Estaba mucho, mucho más sorprendida por todo lo que había sucedido en comparación con el grupo de reporteros.

En ese momento, su mente estaba en blanco y no podía moverse en absoluto.

Los ojos del reportero se iluminaron, pero justo cuando estaba pensando en seguir con su pregunta anterior, Timothy sujetó con fuerza a Samantha frente a él, enganchando sus delgados dedos sobre su delicada barbilla.

Su cabeza fue inclinada hacia arriba mientras él bajaba la suya.

Sus delgados labios cubrieron los escarlata labios de Samantha y le dio un profundo beso forzado, como si no hubiera nadie más a su lado.

Gritos y jadeos se escucharon por doquier.

Los ojos de Samantha se abrieron de par en par y sus ojos solo estaban llenos con el guapo rostro de Timothy.

No sabía si estaba cooperando con la actuación o si era su instinto, pero rodeó con sus manos el cuello de Timothy y cerró los ojos lentamente.

Le correspondió el beso de la misma manera, como si no hubiera nadie más a su alrededor.

A pesar de la enorme multitud en la sala de conferencias, Timothy y Samantha parecían haber entrado en un mundo propio, con cualquier cosa fuera de ese mundo teniendo poco o ningún efecto sobre ellos.

Nadie sospecharía que la relación entre ellos era falsa.

¡Era claramente un espectáculo de amor y afecto mutuo!

La cabeza de Samantha empezó a dar vueltas después del beso.
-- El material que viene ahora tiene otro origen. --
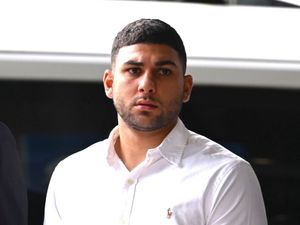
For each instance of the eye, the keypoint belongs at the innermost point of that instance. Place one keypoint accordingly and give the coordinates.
(164, 71)
(134, 70)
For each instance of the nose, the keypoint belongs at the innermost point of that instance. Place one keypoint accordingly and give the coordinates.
(147, 84)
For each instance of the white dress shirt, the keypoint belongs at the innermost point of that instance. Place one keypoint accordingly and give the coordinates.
(186, 180)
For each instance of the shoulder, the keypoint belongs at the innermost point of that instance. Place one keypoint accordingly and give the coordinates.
(213, 159)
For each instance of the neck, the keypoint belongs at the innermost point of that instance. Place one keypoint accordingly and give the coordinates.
(132, 145)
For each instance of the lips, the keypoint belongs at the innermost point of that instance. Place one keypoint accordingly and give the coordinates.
(146, 104)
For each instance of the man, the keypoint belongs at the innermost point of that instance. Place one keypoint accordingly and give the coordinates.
(13, 195)
(151, 169)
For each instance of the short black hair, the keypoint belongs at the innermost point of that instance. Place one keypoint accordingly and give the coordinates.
(152, 31)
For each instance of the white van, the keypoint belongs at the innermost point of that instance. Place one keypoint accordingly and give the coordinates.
(226, 45)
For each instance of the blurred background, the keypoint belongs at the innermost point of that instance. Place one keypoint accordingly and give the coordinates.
(244, 56)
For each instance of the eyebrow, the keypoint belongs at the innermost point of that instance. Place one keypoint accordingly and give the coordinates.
(133, 63)
(166, 62)
(159, 63)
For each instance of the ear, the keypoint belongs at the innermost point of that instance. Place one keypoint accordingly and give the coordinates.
(187, 88)
(108, 80)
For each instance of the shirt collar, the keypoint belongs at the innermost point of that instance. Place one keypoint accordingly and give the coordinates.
(171, 148)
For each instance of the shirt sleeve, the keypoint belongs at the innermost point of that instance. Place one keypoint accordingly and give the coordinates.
(237, 199)
(52, 214)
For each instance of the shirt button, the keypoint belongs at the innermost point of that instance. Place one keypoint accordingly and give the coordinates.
(130, 181)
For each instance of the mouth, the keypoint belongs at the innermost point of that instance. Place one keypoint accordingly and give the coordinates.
(146, 104)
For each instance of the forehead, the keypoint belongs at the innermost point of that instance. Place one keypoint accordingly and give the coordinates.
(147, 52)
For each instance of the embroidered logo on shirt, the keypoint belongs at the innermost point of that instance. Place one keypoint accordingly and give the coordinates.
(169, 213)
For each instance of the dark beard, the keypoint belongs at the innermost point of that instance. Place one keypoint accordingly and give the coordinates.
(157, 123)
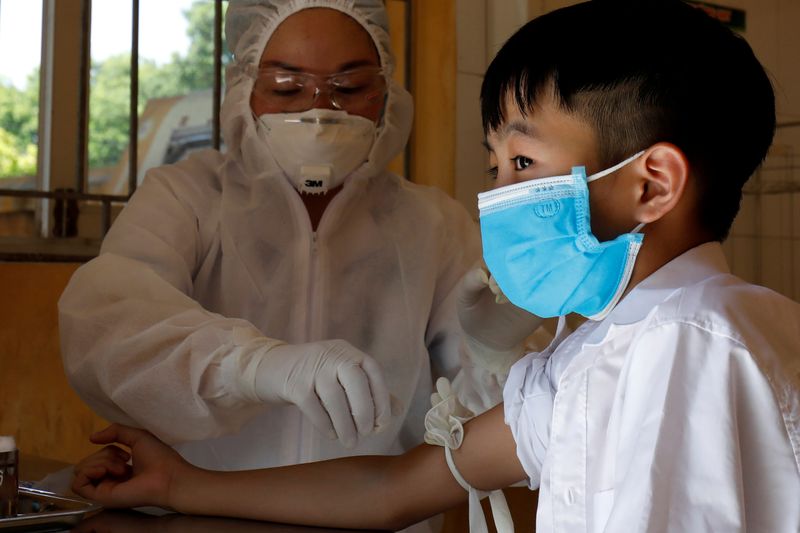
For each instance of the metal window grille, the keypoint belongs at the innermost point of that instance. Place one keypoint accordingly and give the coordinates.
(65, 210)
(62, 203)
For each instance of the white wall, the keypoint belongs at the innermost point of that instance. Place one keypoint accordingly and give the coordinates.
(764, 246)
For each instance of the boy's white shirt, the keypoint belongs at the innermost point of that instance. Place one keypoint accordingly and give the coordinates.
(680, 411)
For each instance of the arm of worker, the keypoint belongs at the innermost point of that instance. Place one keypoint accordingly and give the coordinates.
(487, 333)
(134, 341)
(384, 492)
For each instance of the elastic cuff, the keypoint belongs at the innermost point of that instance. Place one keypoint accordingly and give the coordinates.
(239, 368)
(494, 361)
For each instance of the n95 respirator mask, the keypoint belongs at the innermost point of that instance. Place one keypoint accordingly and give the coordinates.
(317, 149)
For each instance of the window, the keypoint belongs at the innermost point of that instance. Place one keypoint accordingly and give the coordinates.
(143, 78)
(19, 110)
(139, 70)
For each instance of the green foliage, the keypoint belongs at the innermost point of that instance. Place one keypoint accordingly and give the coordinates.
(19, 126)
(109, 89)
(110, 85)
(16, 161)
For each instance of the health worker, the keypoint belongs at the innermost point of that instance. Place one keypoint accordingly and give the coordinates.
(290, 300)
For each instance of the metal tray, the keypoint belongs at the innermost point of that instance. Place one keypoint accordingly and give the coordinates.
(40, 510)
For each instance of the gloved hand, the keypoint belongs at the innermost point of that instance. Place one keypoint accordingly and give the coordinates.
(495, 328)
(339, 388)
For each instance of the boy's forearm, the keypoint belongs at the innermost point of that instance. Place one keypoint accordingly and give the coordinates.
(348, 492)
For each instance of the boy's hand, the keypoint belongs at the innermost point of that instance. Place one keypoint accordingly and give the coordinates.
(107, 478)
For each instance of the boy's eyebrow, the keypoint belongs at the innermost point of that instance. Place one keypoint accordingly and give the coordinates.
(518, 126)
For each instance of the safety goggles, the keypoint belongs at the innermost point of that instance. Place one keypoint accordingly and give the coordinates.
(287, 91)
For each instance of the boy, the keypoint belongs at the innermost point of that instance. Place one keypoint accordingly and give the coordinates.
(676, 406)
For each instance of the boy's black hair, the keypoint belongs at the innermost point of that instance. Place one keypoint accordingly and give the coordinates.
(641, 72)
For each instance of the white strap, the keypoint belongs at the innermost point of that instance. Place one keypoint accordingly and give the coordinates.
(606, 172)
(477, 520)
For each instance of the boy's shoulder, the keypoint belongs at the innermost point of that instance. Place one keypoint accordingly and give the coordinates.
(696, 292)
(727, 305)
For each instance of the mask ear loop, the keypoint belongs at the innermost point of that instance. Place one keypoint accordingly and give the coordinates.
(616, 167)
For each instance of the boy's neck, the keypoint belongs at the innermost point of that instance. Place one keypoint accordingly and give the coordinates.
(663, 243)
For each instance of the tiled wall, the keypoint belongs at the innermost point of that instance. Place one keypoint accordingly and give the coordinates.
(764, 246)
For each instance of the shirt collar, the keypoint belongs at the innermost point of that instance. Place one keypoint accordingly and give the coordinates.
(691, 267)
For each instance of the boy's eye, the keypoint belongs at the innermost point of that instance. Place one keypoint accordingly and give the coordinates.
(521, 162)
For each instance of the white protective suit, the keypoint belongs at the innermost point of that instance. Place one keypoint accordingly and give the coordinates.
(216, 253)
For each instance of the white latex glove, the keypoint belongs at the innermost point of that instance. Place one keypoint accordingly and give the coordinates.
(495, 328)
(444, 422)
(338, 387)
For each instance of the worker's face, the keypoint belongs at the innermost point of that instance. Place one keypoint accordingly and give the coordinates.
(320, 42)
(549, 142)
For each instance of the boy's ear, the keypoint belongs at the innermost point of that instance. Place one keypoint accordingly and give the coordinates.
(663, 175)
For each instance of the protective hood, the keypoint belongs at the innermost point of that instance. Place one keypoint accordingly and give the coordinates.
(249, 25)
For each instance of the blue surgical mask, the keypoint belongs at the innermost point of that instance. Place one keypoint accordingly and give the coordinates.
(539, 246)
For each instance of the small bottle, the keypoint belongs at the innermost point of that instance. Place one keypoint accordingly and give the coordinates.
(9, 495)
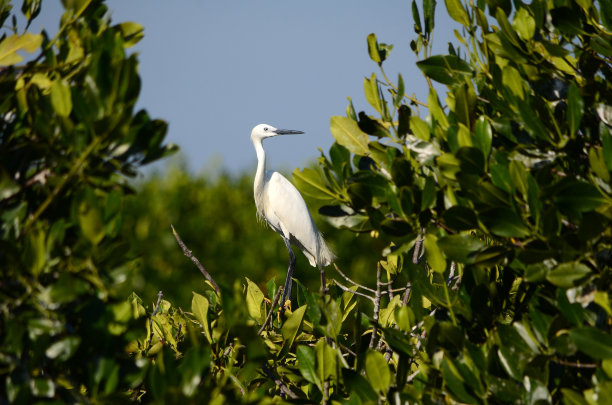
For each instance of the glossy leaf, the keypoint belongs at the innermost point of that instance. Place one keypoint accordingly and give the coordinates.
(446, 69)
(575, 108)
(593, 342)
(10, 45)
(347, 133)
(199, 307)
(254, 300)
(567, 274)
(457, 12)
(377, 371)
(434, 254)
(61, 98)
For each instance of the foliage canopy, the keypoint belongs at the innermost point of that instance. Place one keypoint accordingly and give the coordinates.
(493, 208)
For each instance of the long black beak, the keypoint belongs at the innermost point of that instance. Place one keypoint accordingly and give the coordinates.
(288, 132)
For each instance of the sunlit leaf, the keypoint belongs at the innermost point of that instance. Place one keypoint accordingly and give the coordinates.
(377, 371)
(347, 133)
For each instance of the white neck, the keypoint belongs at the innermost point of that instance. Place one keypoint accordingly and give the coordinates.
(259, 175)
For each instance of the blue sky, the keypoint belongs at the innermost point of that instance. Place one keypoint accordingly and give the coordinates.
(215, 69)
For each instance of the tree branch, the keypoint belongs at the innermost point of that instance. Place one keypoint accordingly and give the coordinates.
(159, 297)
(376, 308)
(351, 281)
(194, 259)
(344, 288)
(274, 302)
(279, 383)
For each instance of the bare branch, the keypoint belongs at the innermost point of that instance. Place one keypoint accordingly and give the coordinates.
(352, 282)
(344, 288)
(419, 248)
(274, 302)
(376, 308)
(159, 297)
(279, 383)
(194, 259)
(406, 294)
(573, 364)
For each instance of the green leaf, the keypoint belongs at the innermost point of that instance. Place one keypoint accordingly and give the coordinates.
(132, 33)
(199, 308)
(61, 99)
(377, 371)
(434, 255)
(504, 222)
(566, 274)
(455, 381)
(460, 248)
(593, 342)
(512, 79)
(370, 88)
(306, 364)
(460, 218)
(524, 24)
(254, 299)
(373, 48)
(42, 387)
(326, 360)
(35, 255)
(429, 11)
(309, 182)
(347, 133)
(577, 196)
(575, 108)
(457, 12)
(10, 45)
(292, 326)
(572, 397)
(419, 128)
(64, 348)
(90, 218)
(446, 69)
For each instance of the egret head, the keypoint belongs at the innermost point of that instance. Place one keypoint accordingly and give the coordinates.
(263, 131)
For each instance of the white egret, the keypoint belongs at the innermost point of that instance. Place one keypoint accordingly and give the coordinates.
(281, 205)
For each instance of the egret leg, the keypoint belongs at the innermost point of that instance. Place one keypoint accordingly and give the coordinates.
(289, 279)
(323, 282)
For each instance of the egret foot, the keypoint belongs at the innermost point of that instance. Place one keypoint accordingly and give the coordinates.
(283, 308)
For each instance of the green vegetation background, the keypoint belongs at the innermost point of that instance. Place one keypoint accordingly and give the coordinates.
(215, 216)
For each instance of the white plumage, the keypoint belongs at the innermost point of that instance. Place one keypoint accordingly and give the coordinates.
(281, 205)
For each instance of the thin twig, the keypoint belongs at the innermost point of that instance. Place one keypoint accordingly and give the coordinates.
(376, 308)
(417, 256)
(419, 248)
(451, 273)
(573, 364)
(159, 297)
(352, 282)
(279, 383)
(194, 259)
(344, 288)
(274, 302)
(406, 294)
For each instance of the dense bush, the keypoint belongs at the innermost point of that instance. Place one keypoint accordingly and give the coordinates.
(488, 217)
(69, 136)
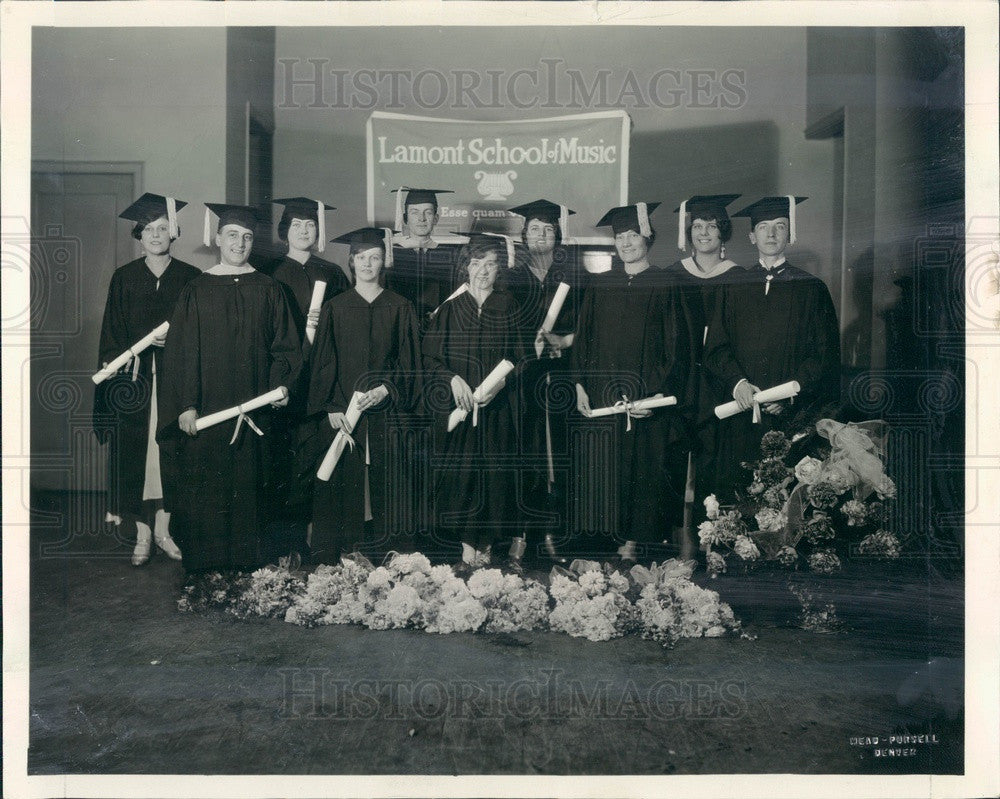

Se quedó sin aliento y sus piernas estaban aún un poco débiles.

Afortunadamente, Timothy aún tenía sus brazos alrededor de su cintura, impidiendo que se sintiera inestable.

El beso apasionado había reemplazado la necesidad de una respuesta.

Timothy siempre había detestado tales escenas, así que levantó los párpados y echó un vistazo a Ronald, que había estado de pie a un lado del escenario.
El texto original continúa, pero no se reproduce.